What CDC Is Doing to Achieve Equity in Cancer Control
CDC’s Division of Cancer Prevention and Control (DCPC) strives for a world where all people are free of cancer. DCPC is working to advance health equity through research, programs, and partnerships. Activities to support this effort include—
- Identifying the level of awareness of cancer risk among groups that have higher cancer rates.
- Providing access to screening for people who are medically underserved and have low incomes.
- Studying the cost of preventive care and cancer treatment.
- Studying the reasons people may not be able to prevent cancer, find it early, and get treatment.
Educating People About Cancer Prevention and Risk
People need to know their risk of getting cancer so they can take steps to lower this risk. Many things can make a person more likely to get cancer, such as—
- Being exposed to tobacco smoke or drinking alcohol.
- Eating unhealthy food or not being physically active.
- Having a family history of cancer.
- Getting older.
DCPC’s three public health campaigns educate people—including those at higher risk of cancer—about cancer symptoms and how to lower their risk. The campaigns use survivor stories, interactive simulations, public service announcements, print materials, and other resources.
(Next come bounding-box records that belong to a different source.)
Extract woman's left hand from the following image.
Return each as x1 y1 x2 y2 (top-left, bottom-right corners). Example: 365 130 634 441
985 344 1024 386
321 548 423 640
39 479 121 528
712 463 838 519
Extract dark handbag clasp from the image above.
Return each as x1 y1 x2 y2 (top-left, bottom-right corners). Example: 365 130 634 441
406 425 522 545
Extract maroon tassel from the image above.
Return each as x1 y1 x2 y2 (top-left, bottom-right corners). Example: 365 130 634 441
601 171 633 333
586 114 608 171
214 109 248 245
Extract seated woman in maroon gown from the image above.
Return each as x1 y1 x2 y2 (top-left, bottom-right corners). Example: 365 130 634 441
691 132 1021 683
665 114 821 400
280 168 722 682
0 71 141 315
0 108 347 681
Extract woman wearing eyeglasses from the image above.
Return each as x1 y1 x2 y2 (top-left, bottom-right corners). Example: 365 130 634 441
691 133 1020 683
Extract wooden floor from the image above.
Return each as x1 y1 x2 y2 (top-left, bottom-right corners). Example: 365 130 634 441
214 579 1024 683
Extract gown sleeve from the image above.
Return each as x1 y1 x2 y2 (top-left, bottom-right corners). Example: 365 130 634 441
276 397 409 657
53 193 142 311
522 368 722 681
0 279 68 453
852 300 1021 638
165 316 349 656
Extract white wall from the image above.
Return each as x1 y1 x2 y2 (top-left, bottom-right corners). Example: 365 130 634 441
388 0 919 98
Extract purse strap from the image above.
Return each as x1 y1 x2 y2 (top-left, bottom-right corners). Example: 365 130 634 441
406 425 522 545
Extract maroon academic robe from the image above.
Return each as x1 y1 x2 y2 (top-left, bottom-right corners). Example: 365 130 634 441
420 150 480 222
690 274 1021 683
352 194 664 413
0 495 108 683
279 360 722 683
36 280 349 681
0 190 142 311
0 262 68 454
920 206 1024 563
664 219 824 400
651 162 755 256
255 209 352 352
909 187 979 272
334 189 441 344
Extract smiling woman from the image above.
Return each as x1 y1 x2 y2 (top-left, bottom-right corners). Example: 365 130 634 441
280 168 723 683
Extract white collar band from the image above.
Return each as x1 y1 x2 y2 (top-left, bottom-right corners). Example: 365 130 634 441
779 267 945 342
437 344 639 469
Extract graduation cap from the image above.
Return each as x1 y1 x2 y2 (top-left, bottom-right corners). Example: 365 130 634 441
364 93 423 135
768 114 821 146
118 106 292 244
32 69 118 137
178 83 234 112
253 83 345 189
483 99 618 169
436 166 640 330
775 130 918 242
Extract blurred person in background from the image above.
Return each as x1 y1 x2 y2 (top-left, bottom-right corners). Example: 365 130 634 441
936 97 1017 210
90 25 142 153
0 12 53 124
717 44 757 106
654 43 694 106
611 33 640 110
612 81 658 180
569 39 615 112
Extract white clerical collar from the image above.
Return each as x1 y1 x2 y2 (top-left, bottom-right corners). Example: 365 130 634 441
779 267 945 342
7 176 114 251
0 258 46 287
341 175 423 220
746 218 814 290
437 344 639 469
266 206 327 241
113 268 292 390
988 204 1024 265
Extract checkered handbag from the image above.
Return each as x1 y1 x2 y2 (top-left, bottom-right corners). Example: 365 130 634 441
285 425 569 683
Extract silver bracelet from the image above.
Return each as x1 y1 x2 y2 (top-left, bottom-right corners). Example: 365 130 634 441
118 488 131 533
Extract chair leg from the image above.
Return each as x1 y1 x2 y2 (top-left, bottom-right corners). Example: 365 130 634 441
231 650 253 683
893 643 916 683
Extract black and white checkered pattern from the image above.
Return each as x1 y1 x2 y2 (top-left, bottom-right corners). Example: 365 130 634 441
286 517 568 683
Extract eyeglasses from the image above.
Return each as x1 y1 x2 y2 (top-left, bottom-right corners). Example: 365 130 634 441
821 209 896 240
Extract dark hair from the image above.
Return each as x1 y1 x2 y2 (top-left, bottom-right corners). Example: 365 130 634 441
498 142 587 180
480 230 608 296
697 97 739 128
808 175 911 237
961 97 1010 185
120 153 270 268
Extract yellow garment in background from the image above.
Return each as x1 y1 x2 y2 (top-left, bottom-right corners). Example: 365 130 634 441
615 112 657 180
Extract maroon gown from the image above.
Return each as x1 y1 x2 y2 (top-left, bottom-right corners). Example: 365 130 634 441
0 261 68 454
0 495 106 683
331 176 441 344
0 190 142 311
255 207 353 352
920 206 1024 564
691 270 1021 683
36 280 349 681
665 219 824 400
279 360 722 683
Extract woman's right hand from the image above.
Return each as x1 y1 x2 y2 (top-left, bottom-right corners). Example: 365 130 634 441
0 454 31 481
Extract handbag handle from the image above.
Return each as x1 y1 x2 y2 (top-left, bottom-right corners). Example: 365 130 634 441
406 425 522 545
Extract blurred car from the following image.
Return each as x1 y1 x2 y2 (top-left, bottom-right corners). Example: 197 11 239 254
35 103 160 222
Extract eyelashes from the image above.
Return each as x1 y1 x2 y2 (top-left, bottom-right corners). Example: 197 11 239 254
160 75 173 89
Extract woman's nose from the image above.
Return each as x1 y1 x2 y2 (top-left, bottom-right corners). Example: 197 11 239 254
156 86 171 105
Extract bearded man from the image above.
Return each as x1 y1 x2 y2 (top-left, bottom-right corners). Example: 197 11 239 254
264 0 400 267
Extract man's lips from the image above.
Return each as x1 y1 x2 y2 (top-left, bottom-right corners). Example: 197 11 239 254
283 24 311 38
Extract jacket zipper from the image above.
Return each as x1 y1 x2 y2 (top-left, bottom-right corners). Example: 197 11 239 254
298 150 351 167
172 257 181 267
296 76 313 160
The Screen for Life: National Colorectal Cancer Action Campaign informs men and women who are 45 years or older about the importance of getting screened for colorectal cancer regularly.
The Inside Knowledge About Gynecologic Cancer campaign raises awareness of the five main types of cancers that only affect women (cervical, ovarian, uterine, vaginal, and vulvar).
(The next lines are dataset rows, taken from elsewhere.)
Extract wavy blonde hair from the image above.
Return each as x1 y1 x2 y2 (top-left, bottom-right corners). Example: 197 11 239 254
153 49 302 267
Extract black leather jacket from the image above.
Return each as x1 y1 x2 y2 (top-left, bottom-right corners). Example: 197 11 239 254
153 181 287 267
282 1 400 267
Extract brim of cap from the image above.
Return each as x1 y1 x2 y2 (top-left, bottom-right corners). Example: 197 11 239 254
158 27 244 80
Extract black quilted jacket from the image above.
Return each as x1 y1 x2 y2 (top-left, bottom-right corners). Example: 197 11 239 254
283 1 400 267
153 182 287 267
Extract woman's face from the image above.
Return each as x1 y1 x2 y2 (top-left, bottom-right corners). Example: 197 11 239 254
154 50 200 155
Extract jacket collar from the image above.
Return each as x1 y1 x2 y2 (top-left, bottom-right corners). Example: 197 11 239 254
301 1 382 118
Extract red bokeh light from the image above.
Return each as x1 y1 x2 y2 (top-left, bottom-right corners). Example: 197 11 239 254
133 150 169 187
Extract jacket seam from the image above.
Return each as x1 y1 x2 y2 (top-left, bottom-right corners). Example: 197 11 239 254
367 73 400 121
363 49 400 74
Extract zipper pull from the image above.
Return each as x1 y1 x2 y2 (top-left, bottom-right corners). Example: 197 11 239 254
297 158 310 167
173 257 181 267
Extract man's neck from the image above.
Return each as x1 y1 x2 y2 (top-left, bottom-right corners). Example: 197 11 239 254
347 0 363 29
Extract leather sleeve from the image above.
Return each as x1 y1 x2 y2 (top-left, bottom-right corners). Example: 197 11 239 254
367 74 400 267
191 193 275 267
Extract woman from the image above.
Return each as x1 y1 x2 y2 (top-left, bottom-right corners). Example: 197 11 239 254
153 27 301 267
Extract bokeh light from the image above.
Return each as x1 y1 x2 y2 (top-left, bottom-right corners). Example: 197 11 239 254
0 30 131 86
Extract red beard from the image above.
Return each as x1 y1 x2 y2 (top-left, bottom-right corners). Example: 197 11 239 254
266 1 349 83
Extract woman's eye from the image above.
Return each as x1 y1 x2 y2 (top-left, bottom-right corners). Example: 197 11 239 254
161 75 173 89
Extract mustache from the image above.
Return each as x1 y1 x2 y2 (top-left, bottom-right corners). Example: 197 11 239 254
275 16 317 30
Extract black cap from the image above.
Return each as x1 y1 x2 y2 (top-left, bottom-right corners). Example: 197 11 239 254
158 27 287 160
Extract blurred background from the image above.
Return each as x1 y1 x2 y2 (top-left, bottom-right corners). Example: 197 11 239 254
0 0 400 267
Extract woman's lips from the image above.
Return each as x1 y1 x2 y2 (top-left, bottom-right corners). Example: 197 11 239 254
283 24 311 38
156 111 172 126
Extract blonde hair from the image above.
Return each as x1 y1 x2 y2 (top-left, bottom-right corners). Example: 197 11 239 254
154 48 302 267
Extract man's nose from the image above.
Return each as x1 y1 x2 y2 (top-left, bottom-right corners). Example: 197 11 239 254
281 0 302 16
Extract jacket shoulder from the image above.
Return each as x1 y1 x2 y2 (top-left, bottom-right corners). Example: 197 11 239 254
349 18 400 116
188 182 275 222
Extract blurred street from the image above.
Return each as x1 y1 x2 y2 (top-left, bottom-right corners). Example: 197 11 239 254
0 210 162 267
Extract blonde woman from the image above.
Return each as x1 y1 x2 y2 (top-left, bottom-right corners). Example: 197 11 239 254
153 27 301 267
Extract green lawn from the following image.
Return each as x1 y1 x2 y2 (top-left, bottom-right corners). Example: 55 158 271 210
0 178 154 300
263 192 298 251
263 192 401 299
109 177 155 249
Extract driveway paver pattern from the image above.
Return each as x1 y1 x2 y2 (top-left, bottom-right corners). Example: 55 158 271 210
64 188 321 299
The Bring Your Brave campaign provides information about breast cancer to women younger than 45 years, with a focus on young breast cancer survivors.
Increasing the Number of People Who Are Screened for Cancer as Recommended
Screening means checking your body for cancer before you have symptoms. Screening tests can find cervical, colorectal (colon), breast, and lung cancers early, when treatment works best. DCPC’s programs work to increase screening among groups of people who are more likely to get or die from cancer.
The National Breast and Cervical Cancer Early Detection Program has provided more than 15 million breast and cervical cancer screening tests to more than 6 million women with low incomes who are uninsured or underinsured. The program has diagnosed more than 71,000 breast cancers and 4,800 cervical cancers.
The Colorectal Cancer Control Program works with health systems, including clinics, hospitals, and other health care organizations, to use and strengthen strategies that have been shown to work to increase quality colorectal cancer screening, especially among groups that are most at risk.
Health equity is a focus of DCPC’s scientific research and programmatic work. As a part of CDC’s CORE Health Equity Science and Intervention Strategy, DCPC has two plans—
- By September 30, 2026, DCPC will work with three award recipients who will engage with local and community-based organizations to find ways to reduce differences in rates of getting and dying from cancer among different racial and ethnic groups.
- By 2026, DCPC’s National Breast and Cervical Cancer Early Detection Program will increase the percentage of women the program serves who are overdue for cervical cancer screening tests from 20% to 35%. These efforts will help more women who are members of racial and ethnic minority groups, which have higher rates of cervical cancer.